Суд, значит. Всю картину. Ах, Паша ты, Паша, рыцарь мой прекрасный, угораздило же тебя столько насочинить про свое геройское тогда поведение! "Отец мальчика точным ударом отколол носик чайника и сунул в руку блондинке" и все такое. Это ты, Паша, чувырлы своей боялся. Чтобы она не сказала: вот, отпустила Алешку с папой погулять, ребенок чуть не умер, а он стоял ворон считал. Теперь я назову свидетелей — уж охранника-то с дубинкой я век не забуду, потом продавец чайниковый… Назову я свидетелей, и так, между прочим, не назло и не специально, всплывет, что врал ты, Паша, как сивый мерин.

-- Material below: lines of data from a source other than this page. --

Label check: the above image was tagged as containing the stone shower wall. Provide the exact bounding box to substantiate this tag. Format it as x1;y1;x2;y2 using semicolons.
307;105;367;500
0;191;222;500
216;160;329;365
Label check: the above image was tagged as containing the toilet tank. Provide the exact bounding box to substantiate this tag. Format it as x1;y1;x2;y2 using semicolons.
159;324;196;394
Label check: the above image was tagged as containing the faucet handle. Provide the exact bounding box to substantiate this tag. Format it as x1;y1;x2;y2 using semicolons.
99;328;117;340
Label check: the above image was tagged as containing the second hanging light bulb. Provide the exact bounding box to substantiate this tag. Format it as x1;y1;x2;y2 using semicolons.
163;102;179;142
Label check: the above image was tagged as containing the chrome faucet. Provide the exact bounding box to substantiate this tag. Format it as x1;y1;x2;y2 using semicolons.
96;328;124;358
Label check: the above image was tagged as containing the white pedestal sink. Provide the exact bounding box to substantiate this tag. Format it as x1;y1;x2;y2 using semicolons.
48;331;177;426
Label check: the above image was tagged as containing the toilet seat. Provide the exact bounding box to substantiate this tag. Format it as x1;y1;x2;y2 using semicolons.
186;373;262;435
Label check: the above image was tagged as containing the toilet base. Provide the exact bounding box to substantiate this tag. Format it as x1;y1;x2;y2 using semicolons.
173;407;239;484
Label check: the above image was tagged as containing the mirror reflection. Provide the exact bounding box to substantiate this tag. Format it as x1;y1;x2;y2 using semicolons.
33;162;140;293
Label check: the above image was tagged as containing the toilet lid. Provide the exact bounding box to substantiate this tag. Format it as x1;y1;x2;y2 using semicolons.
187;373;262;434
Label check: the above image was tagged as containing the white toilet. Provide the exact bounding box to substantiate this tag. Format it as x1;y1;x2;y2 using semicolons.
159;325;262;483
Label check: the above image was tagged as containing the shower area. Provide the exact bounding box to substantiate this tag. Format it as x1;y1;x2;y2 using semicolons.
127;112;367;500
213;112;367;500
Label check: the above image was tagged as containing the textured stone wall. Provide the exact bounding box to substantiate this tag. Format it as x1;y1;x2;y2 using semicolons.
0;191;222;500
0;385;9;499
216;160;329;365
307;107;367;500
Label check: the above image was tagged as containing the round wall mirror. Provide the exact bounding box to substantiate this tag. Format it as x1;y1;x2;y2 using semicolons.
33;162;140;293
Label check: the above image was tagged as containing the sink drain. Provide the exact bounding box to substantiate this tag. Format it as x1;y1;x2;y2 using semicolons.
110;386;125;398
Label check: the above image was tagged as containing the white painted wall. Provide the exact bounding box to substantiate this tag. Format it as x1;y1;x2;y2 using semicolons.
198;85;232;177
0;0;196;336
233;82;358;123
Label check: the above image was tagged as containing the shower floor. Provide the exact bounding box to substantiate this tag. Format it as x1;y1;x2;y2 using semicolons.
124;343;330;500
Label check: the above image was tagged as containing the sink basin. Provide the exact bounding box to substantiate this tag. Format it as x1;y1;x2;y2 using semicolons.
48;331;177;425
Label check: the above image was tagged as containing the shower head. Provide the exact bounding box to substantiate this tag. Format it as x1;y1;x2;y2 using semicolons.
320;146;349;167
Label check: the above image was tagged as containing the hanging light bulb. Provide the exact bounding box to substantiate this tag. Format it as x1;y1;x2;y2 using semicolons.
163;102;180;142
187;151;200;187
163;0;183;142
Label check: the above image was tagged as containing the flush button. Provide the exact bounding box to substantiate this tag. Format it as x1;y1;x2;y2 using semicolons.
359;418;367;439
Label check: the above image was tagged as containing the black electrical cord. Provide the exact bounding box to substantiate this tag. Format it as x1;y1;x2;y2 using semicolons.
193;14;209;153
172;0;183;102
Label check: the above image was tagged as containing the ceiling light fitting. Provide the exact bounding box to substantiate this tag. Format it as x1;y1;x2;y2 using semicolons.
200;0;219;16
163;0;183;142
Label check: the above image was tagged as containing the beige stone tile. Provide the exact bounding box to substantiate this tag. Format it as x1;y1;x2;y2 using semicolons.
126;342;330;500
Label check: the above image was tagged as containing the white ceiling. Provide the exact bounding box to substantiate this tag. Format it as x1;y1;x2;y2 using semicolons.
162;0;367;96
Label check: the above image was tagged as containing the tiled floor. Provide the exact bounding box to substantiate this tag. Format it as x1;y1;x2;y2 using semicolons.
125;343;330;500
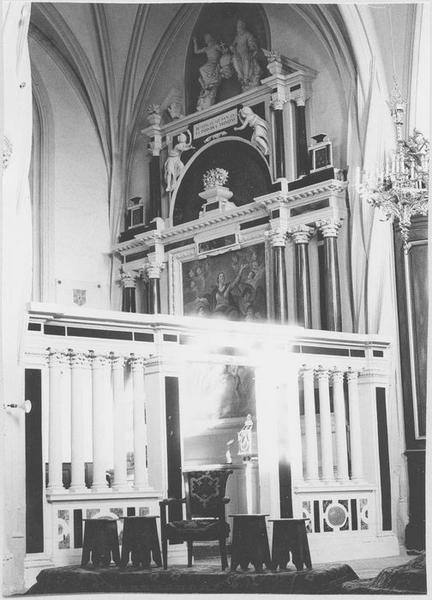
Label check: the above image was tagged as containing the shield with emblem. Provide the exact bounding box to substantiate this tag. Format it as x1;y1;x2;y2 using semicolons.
73;290;86;306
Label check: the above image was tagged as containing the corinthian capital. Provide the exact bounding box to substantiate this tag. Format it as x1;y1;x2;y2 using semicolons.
288;225;314;244
315;218;341;237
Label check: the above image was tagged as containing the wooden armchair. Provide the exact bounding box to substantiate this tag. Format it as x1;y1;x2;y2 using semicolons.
159;469;232;571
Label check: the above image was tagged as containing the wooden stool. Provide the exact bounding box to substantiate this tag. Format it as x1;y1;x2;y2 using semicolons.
270;519;312;571
81;519;120;567
120;516;162;568
230;514;271;571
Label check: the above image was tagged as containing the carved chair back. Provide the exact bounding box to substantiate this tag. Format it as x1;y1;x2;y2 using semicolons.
183;469;232;520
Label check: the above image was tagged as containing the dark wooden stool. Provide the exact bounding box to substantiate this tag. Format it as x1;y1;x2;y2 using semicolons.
81;519;120;567
120;516;162;568
230;514;271;571
270;519;312;571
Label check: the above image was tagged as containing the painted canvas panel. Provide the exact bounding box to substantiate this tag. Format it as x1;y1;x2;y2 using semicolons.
183;244;267;321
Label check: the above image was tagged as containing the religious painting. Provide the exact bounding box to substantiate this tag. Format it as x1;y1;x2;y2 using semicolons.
183;244;267;321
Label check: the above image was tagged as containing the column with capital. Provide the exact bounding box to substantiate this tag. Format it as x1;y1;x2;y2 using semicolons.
294;95;309;178
89;351;109;492
268;229;288;323
146;262;165;315
69;350;90;492
332;368;349;481
129;354;148;491
110;352;128;491
346;369;363;481
316;219;342;331
316;367;334;481
300;365;318;482
48;348;67;494
288;225;314;329
120;268;137;312
270;92;286;179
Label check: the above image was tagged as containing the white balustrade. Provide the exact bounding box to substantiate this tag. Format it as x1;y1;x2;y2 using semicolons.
69;350;90;492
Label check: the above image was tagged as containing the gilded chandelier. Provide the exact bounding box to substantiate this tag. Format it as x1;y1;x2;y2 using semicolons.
360;81;429;252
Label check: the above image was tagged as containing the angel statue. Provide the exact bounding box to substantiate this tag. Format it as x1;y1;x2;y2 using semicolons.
231;19;261;92
234;106;269;156
193;33;222;110
164;130;194;192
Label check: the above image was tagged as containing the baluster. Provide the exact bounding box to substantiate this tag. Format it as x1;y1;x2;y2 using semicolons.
129;354;148;490
316;367;334;481
90;352;109;492
346;369;363;481
301;365;318;481
332;368;349;481
110;352;128;491
69;350;89;492
48;348;66;494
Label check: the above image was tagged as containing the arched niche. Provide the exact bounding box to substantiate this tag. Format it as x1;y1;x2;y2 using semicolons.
185;3;270;114
173;138;272;225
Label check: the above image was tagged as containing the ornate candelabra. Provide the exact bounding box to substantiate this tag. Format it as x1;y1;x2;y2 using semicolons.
360;81;429;252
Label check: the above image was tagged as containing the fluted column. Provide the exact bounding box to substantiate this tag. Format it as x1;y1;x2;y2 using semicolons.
110;353;128;491
69;350;90;492
332;369;349;481
48;349;67;494
287;366;303;482
295;96;309;177
120;270;136;312
288;225;313;329
147;263;164;315
129;355;148;491
346;369;363;481
270;92;286;178
269;229;288;323
316;367;334;481
316;219;342;331
90;352;109;492
301;365;318;481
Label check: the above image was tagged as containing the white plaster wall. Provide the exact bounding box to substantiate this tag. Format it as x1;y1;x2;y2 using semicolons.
31;41;110;308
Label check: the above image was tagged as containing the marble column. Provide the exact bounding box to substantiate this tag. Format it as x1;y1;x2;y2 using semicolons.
269;230;288;323
110;353;128;491
271;93;286;178
147;263;164;315
301;365;318;482
295;97;309;178
288;225;314;329
316;367;334;481
346;369;363;481
90;352;109;492
332;369;349;481
48;349;67;494
120;270;136;312
316;219;342;331
129;354;148;491
69;350;90;493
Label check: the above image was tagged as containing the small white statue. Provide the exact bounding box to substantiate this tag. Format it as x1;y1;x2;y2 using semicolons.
164;130;194;192
234;106;270;156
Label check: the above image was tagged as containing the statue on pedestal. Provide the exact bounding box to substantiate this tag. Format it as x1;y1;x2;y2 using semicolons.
193;33;222;111
231;19;261;92
164;130;193;192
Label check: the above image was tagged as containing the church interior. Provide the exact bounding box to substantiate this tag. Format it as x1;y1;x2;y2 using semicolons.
0;0;430;595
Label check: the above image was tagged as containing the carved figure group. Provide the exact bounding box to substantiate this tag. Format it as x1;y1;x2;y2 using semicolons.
234;106;269;156
164;130;193;192
193;19;261;111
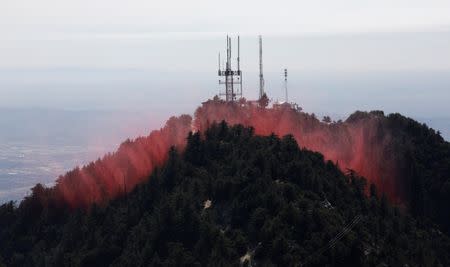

— Оставьте меня, я на работе, — заявила Наталья.
— И я на работе, — сообщил этот невыносимый журналист. — Я же к вам не о погоде поболтать пришел.
Ага. Рот закрыл — убрал рабочее место.
— Вы на моей работе. У нас, в конце концов, тоже есть охрана, — разозлилась Наталья. — Вот позвоню и прикажу вас выбросить!
Глазки у журналиста были карие. Наверное, когда он улыбался, глазки совершенно тонули в щеках. Но Наталья ни разу не видела, чтобы он улыбался.
— Воля ваша, Наталья Михайловна. Можно пойти и формальным путем: вызовут вас в суд повесткой, при неявке доставят с милицией.
— А я скажу, что ничего не знаю. Не запомнила — не до того было. И вообще это была не я.
— Сядете за лжесвидетельство, — наехал журналист.
Пугает, решила Наталья. А может, не пугает.
Она попыталась выжать слезу. Но слез не было — одна злость.